Nel ASA kommt aus der Findungsphase für einen neuen Konzernchef nicht heraus. Der Rückzug des CEO wurde im Juni bekannt gegeben, seither sucht der norwegische Wasserstoff-Konzern nach einem Nachfolger. Medienberichten zufolge sehen Beobachter in dem anhaltenden Führungsvakuum inzwischen einen der Hauptgründe für die gedrückte Anlegerstimmung.

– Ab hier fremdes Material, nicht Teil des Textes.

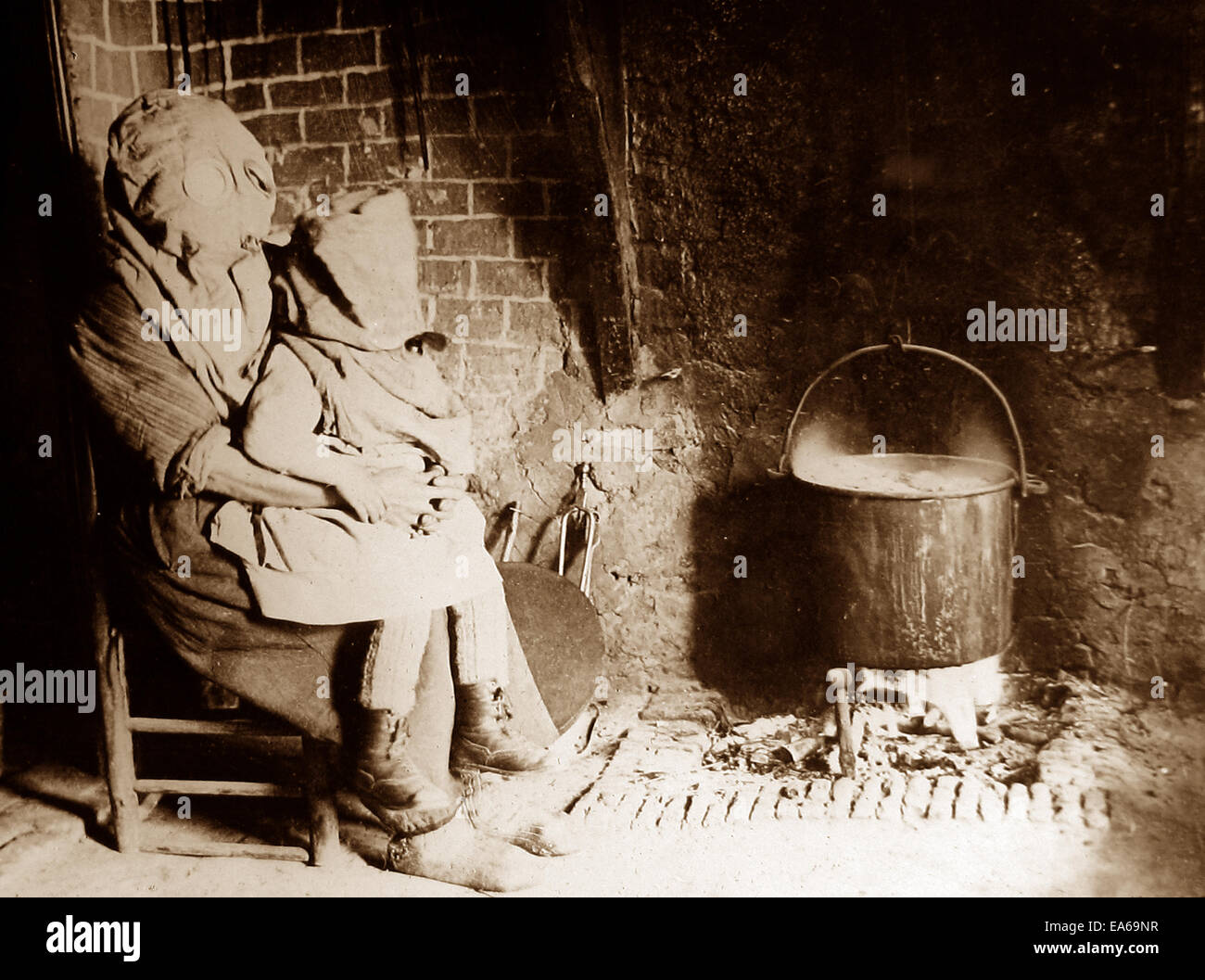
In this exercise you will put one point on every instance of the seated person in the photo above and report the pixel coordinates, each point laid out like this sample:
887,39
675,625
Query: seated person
348,390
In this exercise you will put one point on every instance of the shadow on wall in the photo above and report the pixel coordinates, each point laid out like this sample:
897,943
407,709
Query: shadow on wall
755,635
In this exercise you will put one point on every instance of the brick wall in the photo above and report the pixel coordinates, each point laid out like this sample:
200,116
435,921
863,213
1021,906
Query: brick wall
323,87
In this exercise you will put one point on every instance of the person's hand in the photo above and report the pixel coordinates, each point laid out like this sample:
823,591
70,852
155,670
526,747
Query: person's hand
364,497
420,499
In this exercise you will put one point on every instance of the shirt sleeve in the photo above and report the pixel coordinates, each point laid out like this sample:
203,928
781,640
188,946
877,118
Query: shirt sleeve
145,394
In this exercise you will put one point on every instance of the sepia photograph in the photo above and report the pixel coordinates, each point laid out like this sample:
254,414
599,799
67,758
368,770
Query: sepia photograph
603,449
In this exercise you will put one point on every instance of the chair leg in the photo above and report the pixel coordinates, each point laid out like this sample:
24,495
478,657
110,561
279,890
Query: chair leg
115,701
320,791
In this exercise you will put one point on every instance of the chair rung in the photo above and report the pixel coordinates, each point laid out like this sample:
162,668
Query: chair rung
204,787
199,727
270,851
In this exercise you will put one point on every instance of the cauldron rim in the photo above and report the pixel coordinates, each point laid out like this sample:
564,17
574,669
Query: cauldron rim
1004,482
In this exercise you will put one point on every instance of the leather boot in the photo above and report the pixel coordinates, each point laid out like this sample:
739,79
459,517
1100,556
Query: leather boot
483,738
461,855
388,783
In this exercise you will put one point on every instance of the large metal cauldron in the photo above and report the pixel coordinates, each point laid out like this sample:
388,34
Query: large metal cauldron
910,554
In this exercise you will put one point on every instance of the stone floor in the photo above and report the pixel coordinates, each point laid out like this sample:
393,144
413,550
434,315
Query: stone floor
1123,816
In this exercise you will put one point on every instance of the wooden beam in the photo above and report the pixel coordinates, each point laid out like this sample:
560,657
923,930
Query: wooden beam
587,41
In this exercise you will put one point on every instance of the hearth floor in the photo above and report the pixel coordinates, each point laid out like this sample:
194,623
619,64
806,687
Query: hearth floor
658,816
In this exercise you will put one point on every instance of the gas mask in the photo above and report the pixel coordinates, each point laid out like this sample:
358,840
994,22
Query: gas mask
192,176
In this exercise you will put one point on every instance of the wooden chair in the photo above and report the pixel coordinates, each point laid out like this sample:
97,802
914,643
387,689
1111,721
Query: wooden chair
133,798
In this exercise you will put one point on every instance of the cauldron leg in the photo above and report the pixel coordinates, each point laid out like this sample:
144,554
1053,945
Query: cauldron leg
847,751
951,690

Sinkender Umsatz, wachsende Verluste

Die ungelöste Personalfrage an der Spitze trifft auf eine ohnehin angespannte operative Lage. Berichten zufolge kämpft Nel mit rückläufigem Umsatz und einem sich ausweitenden Nettoverlust – eine Kombination, die das Vertrauen in die kurzfristige Ertragskraft des Unternehmens weiter untergräbt.

Für ein Unternehmen, das sich als Ausrüster für die grüne Wasserstoffwirtschaft positioniert, ist die fehlende Führung in einer ohnehin schwierigen Marktphase ein zusätzliches Risiko: Strategische Entscheidungen, etwa zu Investitionen oder Kapazitätsanpassungen, lassen sich ohne dauerhaft besetzte Konzernspitze schwerer treffen.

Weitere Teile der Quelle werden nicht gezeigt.